Seeing more hazards, preventing more incidents: Vinnie’s even smarter

    At Newmetrix (formerly Smartvid.io), we’re constantly working to train our AI, Vinnie, to recognize additional hazards on a jobsite, and we’ve recently added nearly 20 new tags that cover a wide array of hazards, from heavy equipment and unsafe ladder positioning, to improper body positioning and exposed holes.

    As a result, Vinnie can identify even more hazards within the progress photos or 360 site images that most construction organizations already collect to provide an even sharper picture of a jobite’s safety risk and provide even better data to improve the accuracy of predictive-based safety. Our goal is to enable construction companies to predict and stop accidents before they happen, so that everyone goes home safe to their families every evening.

    So, given the scope of the new tags we’ve introduced, it’s going to take more than one post to describe them. We’ll start with new tags that deal with work at height and falls.

    Identifying a wide range of falling hazards

    Falls are an important topic, because the U.S. Bureau of Labor Statistics found that falls are the leading causes of worker deaths in construction, accounting for just over one-third (34%).
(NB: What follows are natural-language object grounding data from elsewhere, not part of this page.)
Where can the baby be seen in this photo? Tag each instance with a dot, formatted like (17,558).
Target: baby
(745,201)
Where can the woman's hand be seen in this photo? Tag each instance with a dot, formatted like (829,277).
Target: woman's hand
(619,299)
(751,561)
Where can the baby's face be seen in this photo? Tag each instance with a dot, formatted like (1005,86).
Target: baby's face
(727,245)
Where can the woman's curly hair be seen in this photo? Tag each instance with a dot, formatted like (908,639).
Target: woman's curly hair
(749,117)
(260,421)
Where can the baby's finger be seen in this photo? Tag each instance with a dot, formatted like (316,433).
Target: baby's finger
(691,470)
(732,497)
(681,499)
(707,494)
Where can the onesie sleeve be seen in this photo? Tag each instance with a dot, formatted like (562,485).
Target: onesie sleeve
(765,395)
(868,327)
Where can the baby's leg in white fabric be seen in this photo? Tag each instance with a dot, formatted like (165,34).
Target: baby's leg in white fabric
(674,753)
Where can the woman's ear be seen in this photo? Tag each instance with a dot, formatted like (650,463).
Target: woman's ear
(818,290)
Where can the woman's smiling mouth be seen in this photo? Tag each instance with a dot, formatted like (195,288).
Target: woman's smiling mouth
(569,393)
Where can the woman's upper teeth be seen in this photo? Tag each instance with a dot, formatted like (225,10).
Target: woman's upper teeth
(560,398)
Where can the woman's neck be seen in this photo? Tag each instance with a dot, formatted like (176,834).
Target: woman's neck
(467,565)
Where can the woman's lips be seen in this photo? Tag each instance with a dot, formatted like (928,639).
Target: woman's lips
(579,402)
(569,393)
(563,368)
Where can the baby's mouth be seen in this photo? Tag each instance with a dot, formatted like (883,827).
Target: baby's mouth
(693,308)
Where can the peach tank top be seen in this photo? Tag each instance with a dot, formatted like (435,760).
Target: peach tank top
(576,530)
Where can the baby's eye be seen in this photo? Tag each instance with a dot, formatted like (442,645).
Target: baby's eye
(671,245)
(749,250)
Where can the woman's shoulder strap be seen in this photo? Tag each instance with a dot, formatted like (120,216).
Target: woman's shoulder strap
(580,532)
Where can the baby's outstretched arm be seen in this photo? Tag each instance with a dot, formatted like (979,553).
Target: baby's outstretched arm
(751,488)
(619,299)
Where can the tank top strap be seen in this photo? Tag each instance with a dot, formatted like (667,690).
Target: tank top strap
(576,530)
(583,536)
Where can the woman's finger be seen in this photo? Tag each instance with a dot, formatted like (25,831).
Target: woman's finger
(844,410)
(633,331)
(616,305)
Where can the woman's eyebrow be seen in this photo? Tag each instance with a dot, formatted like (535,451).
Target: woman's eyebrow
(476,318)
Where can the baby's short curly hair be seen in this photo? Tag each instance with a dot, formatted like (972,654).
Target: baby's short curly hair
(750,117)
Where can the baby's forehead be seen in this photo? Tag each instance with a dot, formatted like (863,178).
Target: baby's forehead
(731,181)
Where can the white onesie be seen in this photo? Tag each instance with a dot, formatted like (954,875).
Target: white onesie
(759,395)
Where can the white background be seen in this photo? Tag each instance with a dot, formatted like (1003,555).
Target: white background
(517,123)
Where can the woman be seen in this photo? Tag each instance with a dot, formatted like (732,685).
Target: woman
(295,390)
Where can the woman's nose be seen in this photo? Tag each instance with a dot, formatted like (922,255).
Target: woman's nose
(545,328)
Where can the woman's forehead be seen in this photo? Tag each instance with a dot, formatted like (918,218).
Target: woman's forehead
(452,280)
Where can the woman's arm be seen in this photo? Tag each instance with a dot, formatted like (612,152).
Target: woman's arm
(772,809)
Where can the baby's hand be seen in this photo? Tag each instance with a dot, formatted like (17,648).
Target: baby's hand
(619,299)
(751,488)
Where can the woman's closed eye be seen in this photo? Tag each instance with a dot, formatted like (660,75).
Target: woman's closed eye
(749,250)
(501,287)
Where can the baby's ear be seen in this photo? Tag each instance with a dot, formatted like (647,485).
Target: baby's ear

Not coincidentally, fall protection violations were the most frequent OSHA violation in 2019.

    Vinnie can already identify work at height through the tag “person at height,” which identifies people on lifts, ladders, roofs or near leading edges. But we wanted to expand on this area to provide additional information about violations related to work at height.

    New tags include:

    • Guardrail Issue: Identifies instances where a guardrail is missing and can also identify whether it has been installed correctly or is missing key components.
    • Fall Arrest Issue: Identifies whether a person lacks a fall protection system.
    • Scaffolding Issue: Identifies whether a scaffold has been set up correctly or if there are missing components.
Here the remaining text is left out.